A one-way ticket to Palookaville
At Motherwell Station, there is a reception committee awaiting me - or is it some sort of posse, with me in the Butch Cassidy role? One . . . two . . . three . . . no fewer than six ticket collectors bar my way. Golly!
There must be a certain frenzy involved in quitting the town - I envision flying wedges of berserkers without the wherewithal, desperate to board a local service for Garscadden or even a long-distance one to Berwick. Ever keen to lighten an official stoppage with banter, I say, "Whoa! What a lot of ticket collectors! I haven't seen so many ticket collectors in one place in . . . I dunno - like, never. What is this, some sort of job-creation scheme?" My sally is punctured forthwith by the hole-puncher nearest to me, a saturnine fellow with corrugated brows. "Ticket, please," he says, although what he means is: "I'd like to put a neat, two-millimetre hole in your fucking eye."
“What," I persist, as I pass the pasteboard, "are you not fond of a joke?"
“I am," he says coldly, "but only when they're funny."
I could see his point. Plenty of little girls and boys dream of becoming train drivers but I can't imagine that many fantasise about becoming ticket collectors. What must it be like to find yourself in a job that is not only tediously repetitive but also involves dealing with members of the fickle public, who veer between the enraged and the jocose? None of which explains why there were six of them.
It seems bizarre to suggest in these days of public-sector cuts and half-time working in the private sector, not to mention out-and-out redundancy, that crowds of superfluous personnel may be the order of the day, yet this is the case. A week earlier, dining at a gastropub on the A4 outside Reading, I was bewildered by the number of bar staff - there were more bodies behind than in front and, when I ordered a Virgin Mary, four of them collaborated in making it for me.
I spoke to one of these supernumeraries and it transpired that, until a year previously, he'd been part of a still madder crowd:
British expats in Dubai. He said he'd loved Dubai, despite a rather tricky time towards the end, when, due to, um, personal debts, he'd been unable to leave the country. "What did you do there?" I asked. He said he'd worked in human resources. I laughed bitterly and said that was rich, considering Dubai was a racist shit hole built on slave labour. He laughed still more bitterly and said that everyone was entitled to his opinion - although what he meant was: "I'd like to shove this two-litre vodka bottle right up your jacksy, then use
the optic to suck out your lifeblood."
At this juncture, I forbore from observing how wry it was to view his work history as a sort of arcade game - one of those penny cascades where the coins build up and up until they tumble down to the level below. Subject to the merciless buffeting of late capitalism, he had been catapulted from one overmanned economy to another and, in due course, he would doubtless tumble into the oubliette of unemployment. All of the above is my rather heartless way of pointing out that this crowd is crazed for a good reason: it senses the axe whistling about its ears.
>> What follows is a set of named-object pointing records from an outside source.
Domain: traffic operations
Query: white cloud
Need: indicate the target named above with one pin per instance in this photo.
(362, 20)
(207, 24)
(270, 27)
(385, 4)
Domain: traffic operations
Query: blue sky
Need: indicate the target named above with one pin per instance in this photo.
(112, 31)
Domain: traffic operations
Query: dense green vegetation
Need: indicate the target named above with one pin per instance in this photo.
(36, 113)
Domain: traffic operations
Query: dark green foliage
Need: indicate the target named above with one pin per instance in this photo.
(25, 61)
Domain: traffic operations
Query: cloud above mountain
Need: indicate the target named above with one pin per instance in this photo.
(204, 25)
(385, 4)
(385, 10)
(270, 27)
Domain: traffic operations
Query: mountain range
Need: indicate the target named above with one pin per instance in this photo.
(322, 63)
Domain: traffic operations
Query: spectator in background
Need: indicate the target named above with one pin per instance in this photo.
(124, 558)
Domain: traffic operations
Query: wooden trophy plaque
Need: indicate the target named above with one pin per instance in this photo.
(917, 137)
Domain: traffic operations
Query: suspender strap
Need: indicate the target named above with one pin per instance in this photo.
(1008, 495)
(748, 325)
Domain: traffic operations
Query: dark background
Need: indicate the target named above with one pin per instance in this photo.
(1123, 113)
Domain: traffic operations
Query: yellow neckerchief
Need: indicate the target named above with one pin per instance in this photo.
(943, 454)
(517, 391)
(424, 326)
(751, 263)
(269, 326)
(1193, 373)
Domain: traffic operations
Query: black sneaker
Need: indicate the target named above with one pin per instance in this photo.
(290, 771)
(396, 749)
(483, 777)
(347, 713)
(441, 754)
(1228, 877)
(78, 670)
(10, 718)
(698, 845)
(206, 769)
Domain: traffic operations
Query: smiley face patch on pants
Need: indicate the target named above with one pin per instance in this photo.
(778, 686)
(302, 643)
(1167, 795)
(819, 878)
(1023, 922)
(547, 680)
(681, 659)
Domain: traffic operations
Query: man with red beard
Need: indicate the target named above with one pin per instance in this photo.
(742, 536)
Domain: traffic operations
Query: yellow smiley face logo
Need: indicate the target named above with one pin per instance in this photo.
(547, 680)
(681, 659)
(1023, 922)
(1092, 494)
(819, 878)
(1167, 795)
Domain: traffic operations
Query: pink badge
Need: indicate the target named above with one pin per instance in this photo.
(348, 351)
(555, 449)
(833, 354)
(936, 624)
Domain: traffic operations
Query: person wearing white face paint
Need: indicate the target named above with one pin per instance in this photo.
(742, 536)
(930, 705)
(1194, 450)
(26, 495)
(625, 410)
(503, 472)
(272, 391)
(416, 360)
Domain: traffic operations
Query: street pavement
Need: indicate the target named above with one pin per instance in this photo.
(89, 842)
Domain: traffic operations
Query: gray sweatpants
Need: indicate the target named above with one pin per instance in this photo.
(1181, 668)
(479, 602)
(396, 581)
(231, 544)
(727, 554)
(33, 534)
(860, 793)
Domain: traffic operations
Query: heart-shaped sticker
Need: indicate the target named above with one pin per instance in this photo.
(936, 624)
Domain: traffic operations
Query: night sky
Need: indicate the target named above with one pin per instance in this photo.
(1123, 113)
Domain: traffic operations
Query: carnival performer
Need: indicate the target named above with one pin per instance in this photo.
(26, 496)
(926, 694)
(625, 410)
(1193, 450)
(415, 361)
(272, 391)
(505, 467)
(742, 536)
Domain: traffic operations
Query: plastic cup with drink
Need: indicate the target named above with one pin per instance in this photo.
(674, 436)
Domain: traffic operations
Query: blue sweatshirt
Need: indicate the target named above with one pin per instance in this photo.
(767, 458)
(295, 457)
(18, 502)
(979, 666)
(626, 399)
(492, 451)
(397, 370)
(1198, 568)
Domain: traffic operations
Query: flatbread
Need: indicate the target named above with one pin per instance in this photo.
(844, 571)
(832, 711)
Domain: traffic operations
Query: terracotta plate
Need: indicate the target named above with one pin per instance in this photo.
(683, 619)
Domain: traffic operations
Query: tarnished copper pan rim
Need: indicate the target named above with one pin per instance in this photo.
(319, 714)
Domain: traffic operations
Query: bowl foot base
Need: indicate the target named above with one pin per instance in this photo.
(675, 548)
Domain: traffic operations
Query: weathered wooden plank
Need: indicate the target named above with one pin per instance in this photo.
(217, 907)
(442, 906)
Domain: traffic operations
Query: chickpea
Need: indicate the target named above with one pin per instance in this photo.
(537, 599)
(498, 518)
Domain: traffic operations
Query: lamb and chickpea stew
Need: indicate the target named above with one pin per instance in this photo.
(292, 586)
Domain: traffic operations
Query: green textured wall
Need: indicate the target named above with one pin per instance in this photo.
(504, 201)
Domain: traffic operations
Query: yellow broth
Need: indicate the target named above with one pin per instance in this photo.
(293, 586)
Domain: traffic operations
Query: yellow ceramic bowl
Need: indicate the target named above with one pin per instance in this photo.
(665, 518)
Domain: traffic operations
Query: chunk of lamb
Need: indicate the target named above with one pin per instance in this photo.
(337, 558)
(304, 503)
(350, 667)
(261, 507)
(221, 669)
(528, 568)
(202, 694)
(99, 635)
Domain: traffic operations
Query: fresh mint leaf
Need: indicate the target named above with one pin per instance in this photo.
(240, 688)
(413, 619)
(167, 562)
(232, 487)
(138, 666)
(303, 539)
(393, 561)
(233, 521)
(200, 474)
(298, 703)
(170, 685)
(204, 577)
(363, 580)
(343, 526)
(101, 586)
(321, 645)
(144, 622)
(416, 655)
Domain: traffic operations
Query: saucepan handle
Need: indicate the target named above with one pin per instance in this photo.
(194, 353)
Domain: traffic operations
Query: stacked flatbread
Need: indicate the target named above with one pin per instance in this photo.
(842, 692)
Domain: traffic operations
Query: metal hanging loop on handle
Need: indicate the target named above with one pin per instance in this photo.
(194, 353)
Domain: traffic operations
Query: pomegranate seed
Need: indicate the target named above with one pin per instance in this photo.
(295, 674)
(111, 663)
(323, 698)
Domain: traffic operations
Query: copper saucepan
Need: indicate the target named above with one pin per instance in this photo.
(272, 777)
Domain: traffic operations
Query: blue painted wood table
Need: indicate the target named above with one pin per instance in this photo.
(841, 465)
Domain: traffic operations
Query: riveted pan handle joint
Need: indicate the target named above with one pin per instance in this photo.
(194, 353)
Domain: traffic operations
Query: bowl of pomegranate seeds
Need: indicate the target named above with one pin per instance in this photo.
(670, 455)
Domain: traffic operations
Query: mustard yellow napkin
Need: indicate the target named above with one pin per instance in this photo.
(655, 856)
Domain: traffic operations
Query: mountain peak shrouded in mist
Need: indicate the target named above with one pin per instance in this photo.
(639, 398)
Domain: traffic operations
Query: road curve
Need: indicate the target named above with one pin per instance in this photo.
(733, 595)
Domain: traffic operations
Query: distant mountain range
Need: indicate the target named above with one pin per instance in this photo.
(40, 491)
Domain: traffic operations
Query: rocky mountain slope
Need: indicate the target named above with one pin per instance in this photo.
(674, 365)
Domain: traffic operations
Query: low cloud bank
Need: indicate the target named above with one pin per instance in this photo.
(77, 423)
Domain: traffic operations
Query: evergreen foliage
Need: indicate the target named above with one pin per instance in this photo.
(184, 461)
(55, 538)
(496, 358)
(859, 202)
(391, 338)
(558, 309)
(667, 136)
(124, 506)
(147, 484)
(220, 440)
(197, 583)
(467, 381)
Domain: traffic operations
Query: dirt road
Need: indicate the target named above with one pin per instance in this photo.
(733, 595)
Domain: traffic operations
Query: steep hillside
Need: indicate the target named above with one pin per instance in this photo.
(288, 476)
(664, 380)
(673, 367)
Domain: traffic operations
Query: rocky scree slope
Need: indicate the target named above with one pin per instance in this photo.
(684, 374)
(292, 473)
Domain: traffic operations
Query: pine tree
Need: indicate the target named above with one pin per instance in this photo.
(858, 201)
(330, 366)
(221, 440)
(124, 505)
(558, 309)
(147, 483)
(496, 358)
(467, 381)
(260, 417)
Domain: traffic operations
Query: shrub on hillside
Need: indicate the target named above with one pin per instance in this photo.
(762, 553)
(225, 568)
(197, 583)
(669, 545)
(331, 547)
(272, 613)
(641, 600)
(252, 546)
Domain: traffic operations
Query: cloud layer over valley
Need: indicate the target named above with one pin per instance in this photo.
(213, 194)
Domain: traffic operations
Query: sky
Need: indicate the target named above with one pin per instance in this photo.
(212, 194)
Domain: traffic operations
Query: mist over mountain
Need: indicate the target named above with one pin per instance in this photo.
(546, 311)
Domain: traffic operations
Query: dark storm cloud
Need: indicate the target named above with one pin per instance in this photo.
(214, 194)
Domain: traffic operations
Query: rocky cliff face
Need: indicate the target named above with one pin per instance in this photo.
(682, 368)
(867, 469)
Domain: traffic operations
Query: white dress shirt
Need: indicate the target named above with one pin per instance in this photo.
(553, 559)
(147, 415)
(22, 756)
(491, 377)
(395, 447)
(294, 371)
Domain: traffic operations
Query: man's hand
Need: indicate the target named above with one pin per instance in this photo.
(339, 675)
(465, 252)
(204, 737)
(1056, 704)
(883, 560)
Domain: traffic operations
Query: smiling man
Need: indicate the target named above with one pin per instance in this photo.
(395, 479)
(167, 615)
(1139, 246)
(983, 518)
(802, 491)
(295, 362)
The phenomenon of too many workers, far from being a sign of a booming economy, heralds the stage in a slump just before swaths get the scythe. Capitalism has a rotten skull beneath its toned, moisturised skin.
As a system, it is predicated quite as much on the supply of and demand for workers as it is on the supply of and demand for the things they make and the services they offer. In times of plenty - even mock-plenty - you will know capitalism by the scarcity of labour, which means potential employees, whether plumbers or prostitutes, are always being hurried to some location where money can make more of itself out of them; but, in times of crisis, look out for the masses deranged by their sense of being inutile.
Let us typists, however, not be immune to the vicissitudes of global finance and local indebtedness. It was the first time I'd seen six ticket collectors in one place but I've often seen six economically non-viable writers cheerfully congregate - and how deranging is that? The only solution is a carefully targeted programme of public investment in viable infrastructure - such as railways - and a literary set-aside scheme, whereby the government subsidises authors to produce books that will never be read. Only drastic measures such as these will give us the good mental health afforded by full employment.